Here's how RMNs and creators are working together in 2025.
Creator influence on commerce makes them a natural extension to the growing retail media space.
US social commerce sales will surpass $100 billion in 2026, EMARKETER forecasts, and 49.5% of US social shoppers say creator and influencer content has influenced their social purchases, according to an EMARKETER survey.
“When [a creator] you trust recommends a product, it’s a game changer,” said Luiz Felipe Barros, global CMO at Channel Factory. “It’s about making sure when that person is influenced by a recommendation from a creator and goes online to buy something, you have your retail media ad there and capture that demand.”
Some 94% of marketers are using influencer content outside of influencers’ organic posts, according to Linqia’s “2025 State of Influencer Marketing” report. Beyond brand organic and paid social, this content is now more regularly leveraged on brand websites, email display, connected TV (CTV), and digital out-of-home advertising (OOH), according to the report.

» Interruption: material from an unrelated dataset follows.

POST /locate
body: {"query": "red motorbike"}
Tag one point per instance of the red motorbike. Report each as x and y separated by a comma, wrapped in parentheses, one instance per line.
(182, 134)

As brands look to expand creator marketing strategies into new channels this year, retail media will be no exception, said our analyst Jasmine Enberg at EMARKETER’S Creator Economy Trends summit.
“I imagine that we'll see a lot of new innovations in the space this year, especially as more brands incorporate creators or their content into paid media campaigns outside of social media, whether that's CTV or retail,” said Enberg.
Brands want to align their retail dollars with more creative messaging opposed to strictly product search ads, and marketers on the influencer side have a chance to break out of their siloes and scale their programs, said Enberg. This convergence would be a “win-win for influencer marketing and retail media,” she said.
“As retailers are really looking to drive that incremental growth, creators really are emerging as an important source of creative and a connection to new shoppers that are discovering and buying products in different ways,” said Enberg.
The combination also allows marketers to combine “the art and the science” by pairing the data from retail media with the creative from influencer marketing and social strategies, according to our analyst Sarah Marzano.
“Retail media networks are moving out of their comfort zones, and they're needing to find ways to partner with social platforms who aren't exactly known for openly sharing their data,” she said. “In order for retail media networks to deliver on the promise of better measurement, formal integrations and solutions like data clean rooms are going to be a crucial component.”